Shida Aina would remember every single joke.

So when she was absent 2 weeks in a row, of course you would wonder what happened. She never skipped class. Me, being the complete opposite started to ask questions. They told me she had a severe food poisoning and was warded in a hospital nearby.

I see. But 2 weeks? She had some allergies with the first injection and turned worse than the first week, was the reply.

O.K. I could live with that.

Another week passed. She was missing awful lot of things.

The roommates was worried too. She was not getting well at all, in fact she was getting more frail and degenerating each and every day. Pale and wrapped in her own skin.

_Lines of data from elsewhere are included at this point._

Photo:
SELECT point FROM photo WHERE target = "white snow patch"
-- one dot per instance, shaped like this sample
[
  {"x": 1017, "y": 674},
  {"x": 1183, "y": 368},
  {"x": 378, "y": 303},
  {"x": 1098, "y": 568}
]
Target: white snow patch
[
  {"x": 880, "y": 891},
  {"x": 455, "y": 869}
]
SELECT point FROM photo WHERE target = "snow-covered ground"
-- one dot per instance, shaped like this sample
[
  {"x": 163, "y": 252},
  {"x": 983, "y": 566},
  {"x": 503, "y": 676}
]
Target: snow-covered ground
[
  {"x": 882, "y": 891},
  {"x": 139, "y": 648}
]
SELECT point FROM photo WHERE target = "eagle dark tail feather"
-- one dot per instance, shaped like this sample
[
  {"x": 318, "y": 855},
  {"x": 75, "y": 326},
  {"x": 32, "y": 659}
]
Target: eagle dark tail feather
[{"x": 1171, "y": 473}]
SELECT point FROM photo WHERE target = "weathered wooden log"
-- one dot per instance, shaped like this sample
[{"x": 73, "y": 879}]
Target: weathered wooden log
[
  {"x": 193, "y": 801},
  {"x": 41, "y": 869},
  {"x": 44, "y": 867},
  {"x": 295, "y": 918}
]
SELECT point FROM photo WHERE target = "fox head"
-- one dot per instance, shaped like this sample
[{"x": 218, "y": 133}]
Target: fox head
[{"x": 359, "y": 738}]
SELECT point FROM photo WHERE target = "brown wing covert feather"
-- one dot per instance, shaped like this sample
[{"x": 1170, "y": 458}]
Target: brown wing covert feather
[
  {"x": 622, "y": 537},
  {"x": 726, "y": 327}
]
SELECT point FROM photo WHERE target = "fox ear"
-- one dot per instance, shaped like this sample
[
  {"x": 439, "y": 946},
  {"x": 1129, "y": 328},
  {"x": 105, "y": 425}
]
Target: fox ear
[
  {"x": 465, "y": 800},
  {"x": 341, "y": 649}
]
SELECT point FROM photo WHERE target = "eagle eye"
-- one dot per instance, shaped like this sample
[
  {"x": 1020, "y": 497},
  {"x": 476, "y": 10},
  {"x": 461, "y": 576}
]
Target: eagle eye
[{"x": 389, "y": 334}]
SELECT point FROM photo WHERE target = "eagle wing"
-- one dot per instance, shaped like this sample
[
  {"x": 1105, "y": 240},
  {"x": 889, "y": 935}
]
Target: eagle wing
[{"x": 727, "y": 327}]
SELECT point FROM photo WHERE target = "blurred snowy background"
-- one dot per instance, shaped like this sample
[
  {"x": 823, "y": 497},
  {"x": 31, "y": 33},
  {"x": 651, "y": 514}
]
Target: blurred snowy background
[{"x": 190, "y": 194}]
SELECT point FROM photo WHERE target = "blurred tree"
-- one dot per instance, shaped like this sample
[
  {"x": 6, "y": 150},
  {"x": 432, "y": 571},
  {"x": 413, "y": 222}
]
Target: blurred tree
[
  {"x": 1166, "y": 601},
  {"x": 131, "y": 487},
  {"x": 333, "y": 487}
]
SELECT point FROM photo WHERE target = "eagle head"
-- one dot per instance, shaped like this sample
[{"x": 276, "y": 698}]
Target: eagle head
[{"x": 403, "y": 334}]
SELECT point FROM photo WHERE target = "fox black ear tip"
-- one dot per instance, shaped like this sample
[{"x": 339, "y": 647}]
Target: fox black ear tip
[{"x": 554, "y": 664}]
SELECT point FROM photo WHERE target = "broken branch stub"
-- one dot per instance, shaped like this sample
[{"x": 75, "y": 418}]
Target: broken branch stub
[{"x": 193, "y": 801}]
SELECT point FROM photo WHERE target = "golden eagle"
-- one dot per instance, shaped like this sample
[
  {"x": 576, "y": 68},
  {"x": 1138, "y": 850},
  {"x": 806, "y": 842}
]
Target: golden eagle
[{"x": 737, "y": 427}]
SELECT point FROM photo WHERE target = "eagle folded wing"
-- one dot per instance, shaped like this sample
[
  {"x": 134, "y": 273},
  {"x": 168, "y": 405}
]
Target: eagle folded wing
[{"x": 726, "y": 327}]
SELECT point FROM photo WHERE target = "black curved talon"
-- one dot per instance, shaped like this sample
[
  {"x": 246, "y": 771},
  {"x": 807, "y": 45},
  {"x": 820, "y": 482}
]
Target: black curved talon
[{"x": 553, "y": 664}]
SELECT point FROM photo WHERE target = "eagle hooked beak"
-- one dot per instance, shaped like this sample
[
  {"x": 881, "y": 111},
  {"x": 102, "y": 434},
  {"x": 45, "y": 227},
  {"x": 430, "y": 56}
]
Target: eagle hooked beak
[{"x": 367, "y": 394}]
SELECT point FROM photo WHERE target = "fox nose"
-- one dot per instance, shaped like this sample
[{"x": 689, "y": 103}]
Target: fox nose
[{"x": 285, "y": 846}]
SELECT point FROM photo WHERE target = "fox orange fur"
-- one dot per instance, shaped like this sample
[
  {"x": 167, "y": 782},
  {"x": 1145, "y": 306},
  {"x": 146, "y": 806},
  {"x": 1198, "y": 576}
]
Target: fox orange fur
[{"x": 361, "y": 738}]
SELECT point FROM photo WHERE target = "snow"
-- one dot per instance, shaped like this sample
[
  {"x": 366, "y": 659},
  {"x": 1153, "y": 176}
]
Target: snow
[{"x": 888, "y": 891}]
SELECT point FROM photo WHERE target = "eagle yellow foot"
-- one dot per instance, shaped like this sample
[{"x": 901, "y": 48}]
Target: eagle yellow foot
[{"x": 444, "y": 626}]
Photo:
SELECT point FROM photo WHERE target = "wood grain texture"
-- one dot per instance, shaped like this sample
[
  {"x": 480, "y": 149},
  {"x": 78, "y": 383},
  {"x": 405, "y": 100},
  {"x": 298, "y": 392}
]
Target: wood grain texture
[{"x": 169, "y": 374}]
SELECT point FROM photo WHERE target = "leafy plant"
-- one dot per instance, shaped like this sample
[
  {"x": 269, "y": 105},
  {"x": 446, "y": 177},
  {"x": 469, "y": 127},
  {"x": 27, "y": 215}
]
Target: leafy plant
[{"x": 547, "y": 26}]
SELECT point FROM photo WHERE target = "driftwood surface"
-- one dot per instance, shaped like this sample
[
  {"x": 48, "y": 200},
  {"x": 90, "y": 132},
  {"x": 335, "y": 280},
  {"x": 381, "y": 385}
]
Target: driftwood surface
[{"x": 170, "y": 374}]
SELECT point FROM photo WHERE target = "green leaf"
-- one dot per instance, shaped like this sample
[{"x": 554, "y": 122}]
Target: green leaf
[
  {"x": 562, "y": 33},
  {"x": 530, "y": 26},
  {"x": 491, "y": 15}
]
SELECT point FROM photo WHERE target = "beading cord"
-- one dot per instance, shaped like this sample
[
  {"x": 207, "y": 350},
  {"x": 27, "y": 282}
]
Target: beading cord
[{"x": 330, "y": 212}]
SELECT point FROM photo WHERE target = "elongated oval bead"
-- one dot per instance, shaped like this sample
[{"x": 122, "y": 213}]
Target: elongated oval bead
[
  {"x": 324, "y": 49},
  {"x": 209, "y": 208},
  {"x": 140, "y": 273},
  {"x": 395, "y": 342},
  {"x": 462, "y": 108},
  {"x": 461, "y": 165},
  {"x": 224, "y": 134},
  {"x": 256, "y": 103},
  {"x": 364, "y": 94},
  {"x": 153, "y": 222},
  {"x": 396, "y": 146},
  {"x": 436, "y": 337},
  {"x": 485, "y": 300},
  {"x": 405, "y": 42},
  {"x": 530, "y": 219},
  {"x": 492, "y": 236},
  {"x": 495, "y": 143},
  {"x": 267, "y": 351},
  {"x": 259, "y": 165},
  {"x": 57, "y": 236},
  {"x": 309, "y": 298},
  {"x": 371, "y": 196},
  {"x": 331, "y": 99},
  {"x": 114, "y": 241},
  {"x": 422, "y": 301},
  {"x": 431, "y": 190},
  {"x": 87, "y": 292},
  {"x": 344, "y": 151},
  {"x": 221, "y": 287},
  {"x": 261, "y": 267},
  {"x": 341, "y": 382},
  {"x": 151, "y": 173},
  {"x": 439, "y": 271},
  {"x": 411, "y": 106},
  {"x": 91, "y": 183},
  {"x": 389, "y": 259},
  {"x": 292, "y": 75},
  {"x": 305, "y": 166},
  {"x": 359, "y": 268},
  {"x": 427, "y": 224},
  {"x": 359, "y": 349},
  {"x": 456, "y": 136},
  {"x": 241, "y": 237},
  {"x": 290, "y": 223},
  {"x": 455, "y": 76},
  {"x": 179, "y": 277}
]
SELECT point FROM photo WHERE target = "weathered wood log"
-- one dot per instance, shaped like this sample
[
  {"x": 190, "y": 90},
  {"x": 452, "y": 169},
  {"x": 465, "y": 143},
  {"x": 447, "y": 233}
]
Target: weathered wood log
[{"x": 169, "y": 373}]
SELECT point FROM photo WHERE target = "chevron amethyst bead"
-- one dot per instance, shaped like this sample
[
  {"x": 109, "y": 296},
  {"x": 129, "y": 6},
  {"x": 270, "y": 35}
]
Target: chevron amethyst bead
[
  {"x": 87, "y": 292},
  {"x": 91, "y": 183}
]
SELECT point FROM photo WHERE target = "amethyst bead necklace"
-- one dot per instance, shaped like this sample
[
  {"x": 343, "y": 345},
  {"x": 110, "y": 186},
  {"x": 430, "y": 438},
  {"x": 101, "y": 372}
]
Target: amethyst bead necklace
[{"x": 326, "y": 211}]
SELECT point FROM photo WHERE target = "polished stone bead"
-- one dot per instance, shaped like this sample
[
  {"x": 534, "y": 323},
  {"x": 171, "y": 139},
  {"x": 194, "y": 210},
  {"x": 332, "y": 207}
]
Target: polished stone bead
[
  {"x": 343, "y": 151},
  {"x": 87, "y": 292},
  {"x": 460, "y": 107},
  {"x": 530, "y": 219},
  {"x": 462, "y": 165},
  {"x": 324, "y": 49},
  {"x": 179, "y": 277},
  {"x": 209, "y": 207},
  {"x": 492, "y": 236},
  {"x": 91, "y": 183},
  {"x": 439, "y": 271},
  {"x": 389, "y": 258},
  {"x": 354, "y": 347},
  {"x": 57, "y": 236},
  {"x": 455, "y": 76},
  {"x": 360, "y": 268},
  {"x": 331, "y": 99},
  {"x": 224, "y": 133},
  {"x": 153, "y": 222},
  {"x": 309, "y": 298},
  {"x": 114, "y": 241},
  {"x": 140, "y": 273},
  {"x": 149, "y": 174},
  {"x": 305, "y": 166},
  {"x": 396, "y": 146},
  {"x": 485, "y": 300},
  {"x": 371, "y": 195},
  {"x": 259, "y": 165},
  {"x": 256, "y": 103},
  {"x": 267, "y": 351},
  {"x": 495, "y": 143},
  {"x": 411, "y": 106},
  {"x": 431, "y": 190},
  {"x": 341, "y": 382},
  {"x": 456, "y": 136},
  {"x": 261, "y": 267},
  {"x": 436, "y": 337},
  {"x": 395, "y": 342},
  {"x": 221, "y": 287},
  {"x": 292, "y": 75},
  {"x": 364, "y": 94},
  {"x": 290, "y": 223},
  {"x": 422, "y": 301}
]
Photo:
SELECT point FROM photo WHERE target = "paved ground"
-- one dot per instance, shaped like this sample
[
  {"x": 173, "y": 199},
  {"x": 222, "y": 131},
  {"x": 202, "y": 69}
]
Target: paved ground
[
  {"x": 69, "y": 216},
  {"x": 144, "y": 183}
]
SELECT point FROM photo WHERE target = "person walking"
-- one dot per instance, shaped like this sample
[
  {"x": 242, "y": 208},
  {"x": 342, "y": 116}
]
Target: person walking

Then it hit us, quite briefly.

It was pancreatic cancer and it was terminal. There was nothing that the doctor could do as it was too late.

And this came from something diagnosed as food poisoning?I really should not be a doctor. I might saw a leg off from someone when he just had an ingrown toe-nail.

Meanwhile Shida Aina was sent back to her hometown. Her brother came and he didn’t look very well. It was a sad day. We recited some surahs for her and made an announcement that if anyone would help her anyway they can, in the form of prayers.

I was hoping to talk to the parents but Shida Aina had more problems that she could ever handled. The mother was diagnosed with early stages of breast cancer and the father was on bed rest since the past 6 months for liver cancer.

Imagine their surprise that their only daughter would leave them first.

So the only thing besides countless prayers that I could suggest was to have a fund raised for her but it seemed that it was a long procedure and I did not think that she would last that long.

Living up to my reputation as a dictator, I told them to just do it.

“I don’t care what is your excuse but we have a friend in need. She needs us. What else that we could have done to make her pain less? Nothing! She had been tested with an chain of events that even during your best day you can’t possibly win so quit complaining. I would take all the responsibilities if the Student Board caught you in the act. They could throw me out. I don’t care. What I do care is all about Shida Aina and we don’t have much time left. Girls, we have 2 days to complete 10 blocks and boys, you have 4 blocks. We’ll meet Monday and I’ll send the money the same day.”

They seemed to agree.

On Monday we had close to RM2000. Nobody complained, not even the Student Board.

We sent the money and that was the last thing I heard from her.

I knew she was gone in the following week.

That was my first experience dealing with a death of a person I knew well and it was absurdly real.

I was quite glad that I was a dictator.